Author: Brian

  • Dr Melancthon Storrs, Capt Frederick M Barber

    Dr. Melancthon Storrs (Yale Medicine ’53) was commissioned Surgeon of the 8th Connecticut Infantry in October 1861 and, as Brigade Surgeon, treated wounded soldiers on South Mountain on 14 September 1862 and at the 3rd Division, Ninth Corps field hospital near Sharpsburg during and after the battle at Antietam on the 17th. The postwar portrait of him at the top is from the Hartford Medical Society as published by Dr. Robert M. Bedard in Four Connecticut Physicians: Window to Civil War Medicine and Service in the journal Connecticut Medicine (February 2009) [pdf].
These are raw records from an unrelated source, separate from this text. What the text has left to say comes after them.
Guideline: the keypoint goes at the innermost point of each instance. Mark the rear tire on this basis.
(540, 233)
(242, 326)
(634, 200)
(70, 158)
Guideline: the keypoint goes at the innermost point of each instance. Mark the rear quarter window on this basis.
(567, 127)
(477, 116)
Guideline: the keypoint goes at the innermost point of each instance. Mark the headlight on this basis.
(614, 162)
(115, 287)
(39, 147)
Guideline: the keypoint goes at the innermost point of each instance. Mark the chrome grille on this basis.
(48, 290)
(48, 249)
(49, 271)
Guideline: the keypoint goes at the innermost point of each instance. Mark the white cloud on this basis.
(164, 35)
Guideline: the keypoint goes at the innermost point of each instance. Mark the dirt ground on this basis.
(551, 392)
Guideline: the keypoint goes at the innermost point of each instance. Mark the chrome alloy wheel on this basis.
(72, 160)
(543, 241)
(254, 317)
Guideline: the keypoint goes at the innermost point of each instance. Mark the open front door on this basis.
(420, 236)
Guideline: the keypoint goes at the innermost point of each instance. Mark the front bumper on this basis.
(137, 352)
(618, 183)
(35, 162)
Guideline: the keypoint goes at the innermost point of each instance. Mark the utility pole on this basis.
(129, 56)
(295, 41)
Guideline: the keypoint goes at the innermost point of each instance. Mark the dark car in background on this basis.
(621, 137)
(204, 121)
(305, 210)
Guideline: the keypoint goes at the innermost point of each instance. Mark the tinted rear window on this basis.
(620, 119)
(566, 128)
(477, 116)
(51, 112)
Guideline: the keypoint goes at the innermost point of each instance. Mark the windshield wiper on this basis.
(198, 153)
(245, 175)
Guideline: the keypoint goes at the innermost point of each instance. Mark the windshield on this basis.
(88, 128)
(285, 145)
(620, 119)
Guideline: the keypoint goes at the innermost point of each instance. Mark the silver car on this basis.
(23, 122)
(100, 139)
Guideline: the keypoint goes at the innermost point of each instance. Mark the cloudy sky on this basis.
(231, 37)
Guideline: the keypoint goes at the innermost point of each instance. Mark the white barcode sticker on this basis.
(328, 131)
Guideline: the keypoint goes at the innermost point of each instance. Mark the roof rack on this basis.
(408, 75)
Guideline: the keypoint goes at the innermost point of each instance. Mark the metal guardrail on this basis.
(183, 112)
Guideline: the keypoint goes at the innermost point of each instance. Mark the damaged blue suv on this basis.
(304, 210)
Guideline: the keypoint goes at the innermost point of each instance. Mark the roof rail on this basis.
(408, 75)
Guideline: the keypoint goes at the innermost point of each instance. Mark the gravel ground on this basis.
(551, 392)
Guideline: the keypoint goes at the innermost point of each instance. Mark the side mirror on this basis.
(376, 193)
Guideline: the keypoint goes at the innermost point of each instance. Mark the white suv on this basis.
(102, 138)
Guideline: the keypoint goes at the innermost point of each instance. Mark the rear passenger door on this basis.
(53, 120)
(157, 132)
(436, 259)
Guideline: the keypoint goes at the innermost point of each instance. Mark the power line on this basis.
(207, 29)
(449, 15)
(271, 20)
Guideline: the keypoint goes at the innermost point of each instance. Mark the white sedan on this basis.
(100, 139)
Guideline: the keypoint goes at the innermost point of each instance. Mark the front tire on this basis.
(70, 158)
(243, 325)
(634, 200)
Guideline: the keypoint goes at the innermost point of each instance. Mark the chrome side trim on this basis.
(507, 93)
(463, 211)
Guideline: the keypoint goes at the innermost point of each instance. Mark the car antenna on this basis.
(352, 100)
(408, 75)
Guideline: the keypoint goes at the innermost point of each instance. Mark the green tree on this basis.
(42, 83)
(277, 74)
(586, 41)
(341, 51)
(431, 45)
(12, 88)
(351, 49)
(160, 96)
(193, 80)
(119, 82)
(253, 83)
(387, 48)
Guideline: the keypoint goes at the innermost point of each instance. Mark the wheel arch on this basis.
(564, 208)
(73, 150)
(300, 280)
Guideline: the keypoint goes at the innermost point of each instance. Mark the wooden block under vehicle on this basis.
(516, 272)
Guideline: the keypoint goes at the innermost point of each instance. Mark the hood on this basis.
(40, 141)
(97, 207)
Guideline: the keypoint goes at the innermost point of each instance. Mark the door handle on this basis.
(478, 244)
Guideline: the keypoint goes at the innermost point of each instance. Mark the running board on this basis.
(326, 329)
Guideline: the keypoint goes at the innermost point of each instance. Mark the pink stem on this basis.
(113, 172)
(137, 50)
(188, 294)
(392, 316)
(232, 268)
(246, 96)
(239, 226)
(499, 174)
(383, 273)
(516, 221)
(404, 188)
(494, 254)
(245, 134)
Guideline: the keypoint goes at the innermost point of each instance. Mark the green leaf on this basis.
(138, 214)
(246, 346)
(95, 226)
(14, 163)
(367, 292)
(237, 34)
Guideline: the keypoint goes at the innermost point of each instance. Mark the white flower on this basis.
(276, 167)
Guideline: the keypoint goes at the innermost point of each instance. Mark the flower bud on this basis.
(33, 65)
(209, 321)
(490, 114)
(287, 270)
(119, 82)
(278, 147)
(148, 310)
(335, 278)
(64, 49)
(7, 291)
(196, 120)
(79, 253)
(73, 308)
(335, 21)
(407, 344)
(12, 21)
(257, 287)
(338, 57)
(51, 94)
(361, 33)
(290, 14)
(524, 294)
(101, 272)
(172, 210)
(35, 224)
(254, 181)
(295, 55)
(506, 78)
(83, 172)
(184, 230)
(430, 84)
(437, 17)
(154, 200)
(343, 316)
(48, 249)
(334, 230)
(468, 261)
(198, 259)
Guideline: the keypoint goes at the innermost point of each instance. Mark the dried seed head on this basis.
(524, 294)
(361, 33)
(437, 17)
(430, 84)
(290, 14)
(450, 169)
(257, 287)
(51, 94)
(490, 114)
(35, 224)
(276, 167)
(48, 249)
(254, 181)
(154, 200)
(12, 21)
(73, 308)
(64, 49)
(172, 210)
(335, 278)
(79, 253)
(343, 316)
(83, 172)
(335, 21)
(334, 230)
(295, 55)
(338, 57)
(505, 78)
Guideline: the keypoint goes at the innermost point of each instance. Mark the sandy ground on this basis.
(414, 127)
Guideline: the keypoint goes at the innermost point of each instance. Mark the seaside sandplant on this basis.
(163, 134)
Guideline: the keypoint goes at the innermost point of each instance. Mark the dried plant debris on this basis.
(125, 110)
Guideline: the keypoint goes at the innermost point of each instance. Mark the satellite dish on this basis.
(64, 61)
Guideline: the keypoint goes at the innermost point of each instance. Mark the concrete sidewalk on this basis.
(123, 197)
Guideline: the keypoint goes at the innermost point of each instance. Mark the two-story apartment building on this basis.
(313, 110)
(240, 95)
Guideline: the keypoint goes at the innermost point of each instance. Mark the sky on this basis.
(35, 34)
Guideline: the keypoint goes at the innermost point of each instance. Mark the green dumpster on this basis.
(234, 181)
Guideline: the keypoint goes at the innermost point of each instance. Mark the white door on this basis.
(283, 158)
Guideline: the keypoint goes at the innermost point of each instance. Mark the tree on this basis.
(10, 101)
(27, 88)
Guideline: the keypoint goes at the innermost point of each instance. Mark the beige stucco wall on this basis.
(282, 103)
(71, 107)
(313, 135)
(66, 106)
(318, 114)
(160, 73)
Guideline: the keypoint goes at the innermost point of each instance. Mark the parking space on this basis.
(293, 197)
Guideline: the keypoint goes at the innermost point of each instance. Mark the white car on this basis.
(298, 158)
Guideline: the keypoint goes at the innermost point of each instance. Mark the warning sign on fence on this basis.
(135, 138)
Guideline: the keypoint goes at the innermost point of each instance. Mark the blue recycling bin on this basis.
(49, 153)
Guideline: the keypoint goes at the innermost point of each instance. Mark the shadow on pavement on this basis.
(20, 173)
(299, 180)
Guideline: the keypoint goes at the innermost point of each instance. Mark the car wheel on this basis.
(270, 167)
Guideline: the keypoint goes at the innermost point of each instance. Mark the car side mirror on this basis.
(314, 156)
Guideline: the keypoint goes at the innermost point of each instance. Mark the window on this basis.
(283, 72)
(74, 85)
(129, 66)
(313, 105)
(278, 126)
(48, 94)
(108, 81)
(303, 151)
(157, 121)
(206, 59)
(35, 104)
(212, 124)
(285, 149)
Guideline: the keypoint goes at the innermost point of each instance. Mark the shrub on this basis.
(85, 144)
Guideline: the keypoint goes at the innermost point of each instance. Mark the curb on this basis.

    One of his patients, seen below, was Captain Frederick M Barber of the 16th Connecticut, mortally wounded by a gunshot at Antietam. Surgeon Storrs operated on his hip on 18 September but could not save him. Barber died from “surgical fever” on the 20th. His photograph is in the Scott Hann collection, published online by John Banks.

  • Capt Henry A Sand

    Captain Henry A Sand of the 103rd New York Infantry was mortally wounded at Antietam and was treated in a temporary hospital in the German Reformed Church in Sharpsburg. But he died there in October 1862. This photograph is among many that hung on the walls of the New York State Capitol in Albany during the war – note the pinholes – to remind lawmakers of their sons in the fight. It’s now online from the New York State Military Museum.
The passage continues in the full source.